Sunday, January 6, 2008

Excerpts from "The Force Fields of Letterist Painting" Isidore Isou

From Les Champs de Force de la Peinture Lettriste (Paris: Avant- Garde, 1964).

I recall quite well this period of experimentation which I passed through in a special way, thanks to a personal creative method: "doubts," "partial certainties," "perplexities...... disenchantments," "discoveries...... assurances;" in summary all those states of mind defined by an outmoded vocabulary and run over in a quick new way now come to mind.
I had been wondering how a letter could be just as beautiful as a figurative or non-figurative object in art, and how a work composed of Roman letters could touch or even overwhelm an ordinary viewer as much as the mass of works based on real "things" or qualities conventionally accepted in the minds of the refined.

For months at the beginning my whole concrete system consisted of the most banal alphabetic writing. This could naturally be raised up easily in theory - as was the case later with my first manifesto - by deep, provocative considerations or by metaphors, but in practice it was nevertheless limited to being a printer's specimen book or just pages filled with words - bound together by some theme, critical or poetic or whatever, which ignored my artistic effort.

No concern for the composition of the line of vowels and consonants, no care for the arrangement of sentences on the page, and naturally no interest in color - an easy and underhanded secondary value in my definition of painting - were present to disrupt my limited task as scribe, my arid research on the emotive powers of letters, pure letters, letters ripped out of all context, unimproved by extrinsic values.

For a certain period of time the only innovation came from my poetry, because instead of transcribing word-texts, I copied phonetic verses, which allowed me to put my arrangement in the middle of the page instead of filling up the whole page, isolating certain phonemes or clusters of phonemes according to the oral impulse, then adding some new signs from the Greek alphabet or my imagination, which corresponded to sounds that did not exist in the Roman alphabet. Naturally when I exhibited these pages and called them "works of art" all I got was disdainful or knowing smiles, as if I had pulled off a good joke. Not only in Bucharest, but even in Paris the defenders of "figurative" and "abstract" modern art always assured me that these creations "were not paintings." . . .

Metagraphics or post-writing, encompassing all the means of ideographic, lexical and phonetic notation, supplements the means of expression based on sound by adding a specifically plastic dimension, a visual facet which is irreducible and escapes oral labelling. . . .

Even from my first metagraphic efforts - because examples can be found in The Diaries of the Gods and then more conclusively in the self-portrait and painted photos of Amos - I had noticed that when held up among former 11 objective" or "non-objective" forms my original form was stronger, since it assimilates all the others.

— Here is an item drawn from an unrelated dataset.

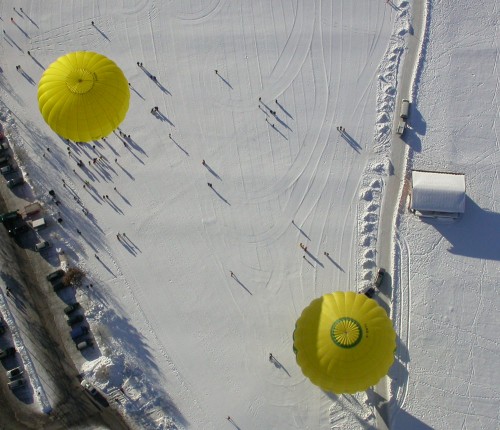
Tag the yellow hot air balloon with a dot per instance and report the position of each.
(83, 96)
(344, 342)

Experiments on "the test of forms" demonstrate that the particles of the Letterist domain are stronger and more important than the particles of the figurative and non-figurative domains.

If one places an abstract composition - which is simply a fragmentary purification of the former object - in (or alongside) a figurative structure, this second composition digests the first one - transformed into a decorative motif - and then the whole work becomes figurative. However if one places a letterist notation on (or beside) a realist "form," it is the first one which assimilates the second to change the whole thing into a work of hypergraphics or super-writing.

Pursuing the experiments on the "test of the force of elements" one can affirm that "a little bit," or "a few drops" of figuration placed anywhere on a canvas can transform an entire abstract mass into a figurative work and that "a little bit," or "a few drops" of Letterism placed anywhere on any canvas metamorphose a whole figurative or abstract composition into a Letterist work.